Of course there's also Old Money in the US too. My parents went to Ivy leagues so they are friends with a few. They largely tend to project elitism via strict social standards that go beyond wealth. The problem is that an almost comical amount of them seem to burn themselves out in three generations. It kinda kills the mystique when the mark of a "true elite" is hiding your fuckup son at a summer home on cape cod that looks super regal, but lacks a lot of modern amenities and is sort of falling apart.
Speaking as someone who grew up fortunate (and some shit happened)... Huge houses suck. They're like leeches that suck your time away, and I wouldn't buy one if I had a trillion dollar net worth.
ITT: a lot of over-thinking what akshually motivates the rich.
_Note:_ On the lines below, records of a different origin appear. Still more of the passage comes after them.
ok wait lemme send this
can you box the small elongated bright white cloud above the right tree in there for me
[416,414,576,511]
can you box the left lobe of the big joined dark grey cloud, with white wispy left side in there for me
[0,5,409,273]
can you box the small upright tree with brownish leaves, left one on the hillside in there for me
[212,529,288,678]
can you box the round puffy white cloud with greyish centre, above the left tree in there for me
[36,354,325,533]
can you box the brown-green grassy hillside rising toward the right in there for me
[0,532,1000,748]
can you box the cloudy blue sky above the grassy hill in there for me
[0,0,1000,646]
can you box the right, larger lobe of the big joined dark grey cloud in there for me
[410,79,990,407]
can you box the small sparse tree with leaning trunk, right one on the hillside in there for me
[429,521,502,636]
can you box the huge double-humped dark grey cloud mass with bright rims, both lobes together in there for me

The cartoon is humorously capturing the essence of their impact. It's not meant to be a treatise.
I think people who criticize the wealthy forget that if any one of them was in their place, the world wouldn’t be different. Humans are self-preserving, through and through.
Individuals aren’t to blame, and are not responsible for shitty systems unless they’re leaders of that system. Someone being wealthy doesn’t make them a leader or anyone in power to effect change.
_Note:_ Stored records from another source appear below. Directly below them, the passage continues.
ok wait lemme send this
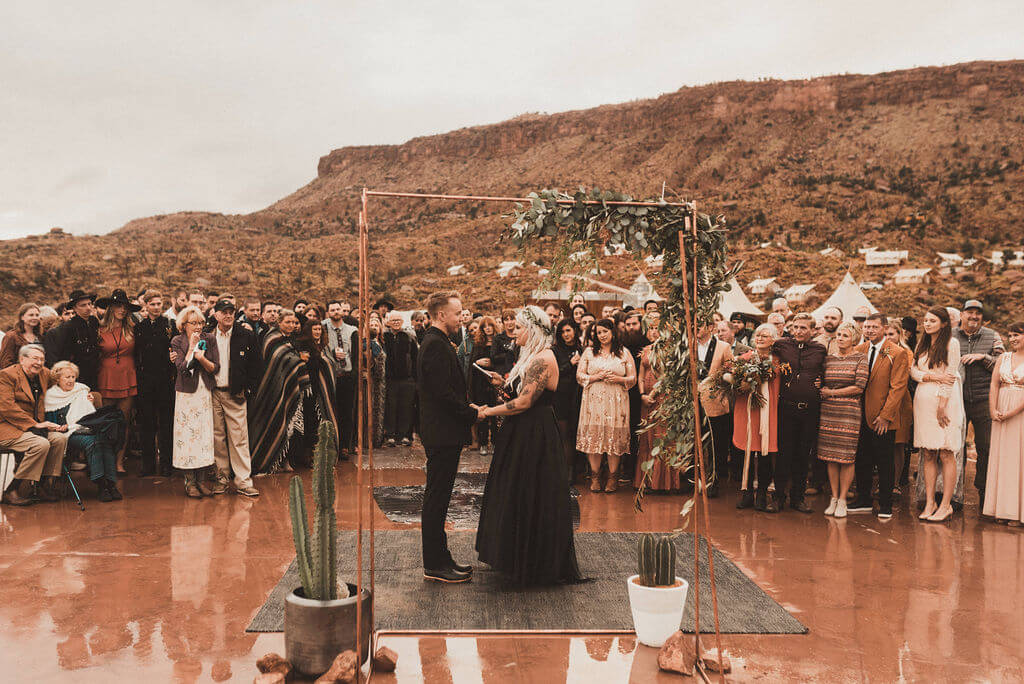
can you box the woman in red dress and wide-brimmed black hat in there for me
[96,290,142,473]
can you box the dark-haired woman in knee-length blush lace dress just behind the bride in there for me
[577,318,637,491]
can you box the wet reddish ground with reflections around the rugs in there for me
[0,453,1024,684]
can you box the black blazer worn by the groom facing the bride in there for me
[416,326,478,448]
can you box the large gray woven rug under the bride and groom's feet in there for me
[246,529,807,634]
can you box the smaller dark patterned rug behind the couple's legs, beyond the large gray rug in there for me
[374,472,580,529]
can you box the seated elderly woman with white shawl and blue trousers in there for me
[45,361,122,502]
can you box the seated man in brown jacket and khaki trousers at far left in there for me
[0,344,68,506]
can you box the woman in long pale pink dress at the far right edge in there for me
[982,323,1024,526]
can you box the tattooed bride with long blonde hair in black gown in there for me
[471,306,583,586]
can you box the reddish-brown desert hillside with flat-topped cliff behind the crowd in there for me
[0,61,1024,325]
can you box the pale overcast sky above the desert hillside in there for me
[0,0,1024,239]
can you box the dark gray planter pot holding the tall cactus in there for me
[285,584,374,677]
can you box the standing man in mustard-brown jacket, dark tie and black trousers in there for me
[847,313,910,520]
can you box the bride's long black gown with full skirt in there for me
[476,389,583,586]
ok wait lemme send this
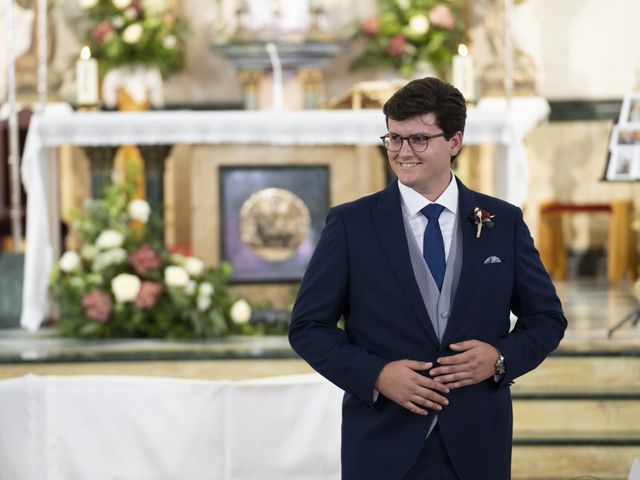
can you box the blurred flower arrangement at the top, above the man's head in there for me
[352,0,463,77]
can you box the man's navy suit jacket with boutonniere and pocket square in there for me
[289,179,566,480]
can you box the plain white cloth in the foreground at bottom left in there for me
[0,374,342,480]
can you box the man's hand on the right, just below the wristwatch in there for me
[429,340,500,388]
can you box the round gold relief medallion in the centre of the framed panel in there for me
[240,188,311,262]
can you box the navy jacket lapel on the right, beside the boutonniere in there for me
[442,178,487,345]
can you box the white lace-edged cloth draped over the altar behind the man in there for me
[20,97,549,330]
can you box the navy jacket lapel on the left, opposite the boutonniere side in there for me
[372,182,438,343]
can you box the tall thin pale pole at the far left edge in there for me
[4,0,22,253]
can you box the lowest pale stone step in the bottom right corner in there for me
[511,439,640,480]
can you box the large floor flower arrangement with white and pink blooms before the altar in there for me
[50,182,245,339]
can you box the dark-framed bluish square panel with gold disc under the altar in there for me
[220,166,330,282]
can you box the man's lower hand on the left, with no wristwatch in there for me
[375,360,449,415]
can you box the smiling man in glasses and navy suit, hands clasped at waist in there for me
[289,78,567,480]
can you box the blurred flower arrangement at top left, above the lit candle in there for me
[80,0,188,76]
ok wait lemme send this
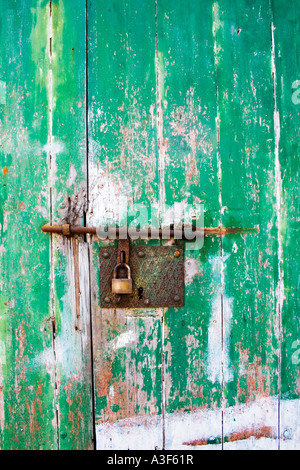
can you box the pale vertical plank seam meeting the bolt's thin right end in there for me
[213,2,225,450]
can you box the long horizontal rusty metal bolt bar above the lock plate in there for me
[42,224,259,240]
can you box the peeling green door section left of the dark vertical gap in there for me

There’s nothing intrinsically wrong with amassing wealth or status, what’s wrong is the sociopathy of denying that people are born into different lives because of random luck, and so need some equitable means for survival, like housing access, education and healthcare. That’s a bare minimum.
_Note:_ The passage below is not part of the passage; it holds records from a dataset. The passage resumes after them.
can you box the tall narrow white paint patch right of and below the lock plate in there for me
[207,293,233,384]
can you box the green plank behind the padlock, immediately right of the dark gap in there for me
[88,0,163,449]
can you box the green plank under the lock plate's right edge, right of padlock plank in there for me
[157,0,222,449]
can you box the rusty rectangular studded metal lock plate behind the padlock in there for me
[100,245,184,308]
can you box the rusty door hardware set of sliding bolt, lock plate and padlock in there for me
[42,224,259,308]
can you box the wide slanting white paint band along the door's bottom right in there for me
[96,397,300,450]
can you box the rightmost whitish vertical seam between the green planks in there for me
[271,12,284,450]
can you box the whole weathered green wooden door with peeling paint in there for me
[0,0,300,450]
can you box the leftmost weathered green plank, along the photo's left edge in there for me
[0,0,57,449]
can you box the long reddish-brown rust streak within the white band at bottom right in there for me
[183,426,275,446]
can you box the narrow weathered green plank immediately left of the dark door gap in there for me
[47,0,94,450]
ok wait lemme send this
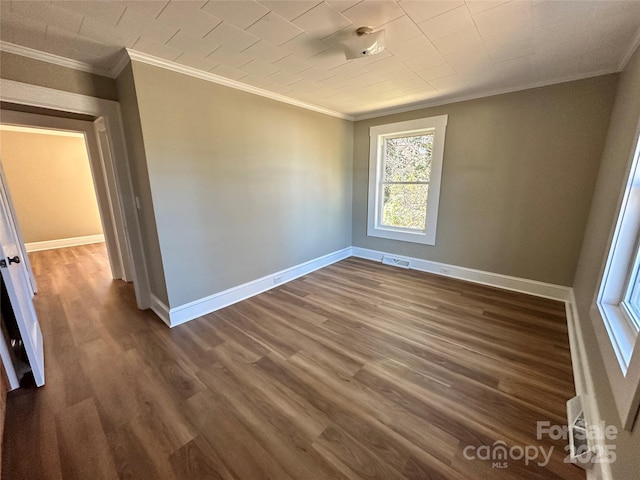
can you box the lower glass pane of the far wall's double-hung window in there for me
[382,184,429,230]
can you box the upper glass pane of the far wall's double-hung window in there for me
[383,133,433,182]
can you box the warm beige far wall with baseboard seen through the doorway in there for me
[0,124,104,258]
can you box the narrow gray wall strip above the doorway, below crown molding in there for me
[0,51,118,100]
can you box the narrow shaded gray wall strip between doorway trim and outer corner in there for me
[117,64,169,304]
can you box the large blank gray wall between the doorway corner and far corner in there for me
[127,62,353,307]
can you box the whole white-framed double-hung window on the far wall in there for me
[367,115,447,245]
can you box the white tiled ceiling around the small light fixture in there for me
[0,0,640,115]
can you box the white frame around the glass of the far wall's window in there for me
[367,115,448,245]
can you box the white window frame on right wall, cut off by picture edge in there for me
[591,126,640,430]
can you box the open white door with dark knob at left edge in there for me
[0,165,44,387]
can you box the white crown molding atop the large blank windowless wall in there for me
[127,49,353,121]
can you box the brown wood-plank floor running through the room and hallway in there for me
[2,244,584,480]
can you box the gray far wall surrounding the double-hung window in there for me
[353,75,617,285]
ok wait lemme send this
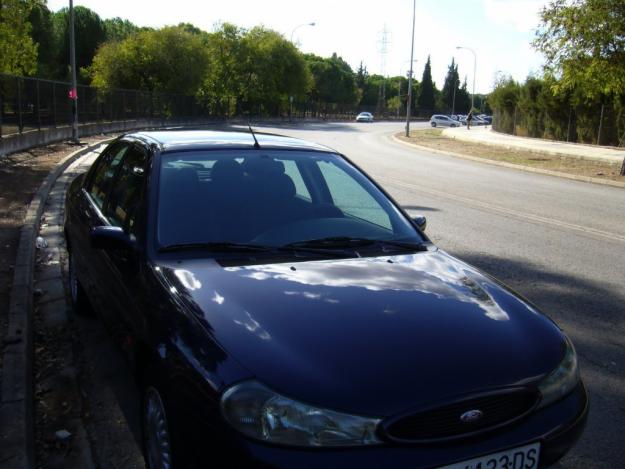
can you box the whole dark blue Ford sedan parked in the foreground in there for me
[65,131,588,469]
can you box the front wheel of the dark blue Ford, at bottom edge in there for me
[141,382,173,469]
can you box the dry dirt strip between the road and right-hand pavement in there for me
[397,129,625,182]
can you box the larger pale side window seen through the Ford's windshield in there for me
[317,161,392,230]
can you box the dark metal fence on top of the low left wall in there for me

The universe is literally fucking endless, why the hell are we crying about resources or scarcity. The only scarce resource is luck and the will to do something to make sense of things for people who start out with bad luck.
As far as we know, humans are the most cognitively advanced life form in the observable universe. We need to do better than whatever we’re up to now, jfc.
This assumes hoarding wealth isn't detrimental to society which it is, and doesn't recognize the scale differences of millions, billions, and hundreds of billions. Yes, if you have billions of dollars and aren't using your insanely vast power responsibly to address systemic issues that wealth could be used to address otherwise then you individually are at fault.
Your takes are shit and I'm going to shit on each one of them.
"If you were rich you'd do the same thing humans are self preserving" is a shit take. Humans try to help other humans, that's a survival mechanism which turned into a moral code. Rich people do not help anyone. All the charities are write offs on taxes and if it didn't benefit them they wouldn't do it. Feel free to prove me wrong by giving me a few million.
"Rich people can't make changes" is a shit take. They literally help write the laws. Sometimes directly write the laws. They are usually above the law, get punished less, and even the same punishments affect them to a lesser scale. If a person can't make change with a lot of money power and influence, who tf do you think does?
"There's nothing wrong with hoarding wealth but we should make sure everyone has enough to survive" uh yeah why do you think people need help to survive my guy? Could it be people hoarding wealth?
"The universe is endless we have infinate resources" first of all, the universe isn't endless. Secondly, it's a matter of actually getting to them. Do you know how fucking expensive it is to just get to orbit, much less the moon? How are we going to mine Jupiter when we can't even get to it? How would we even get to it if we destroy our finite resources on this planet permanently before that? And how is letting a scant few people own all of those resources helpful?
Don't bother answering those questions, because frankly, I don't want to smell the boot on your breath.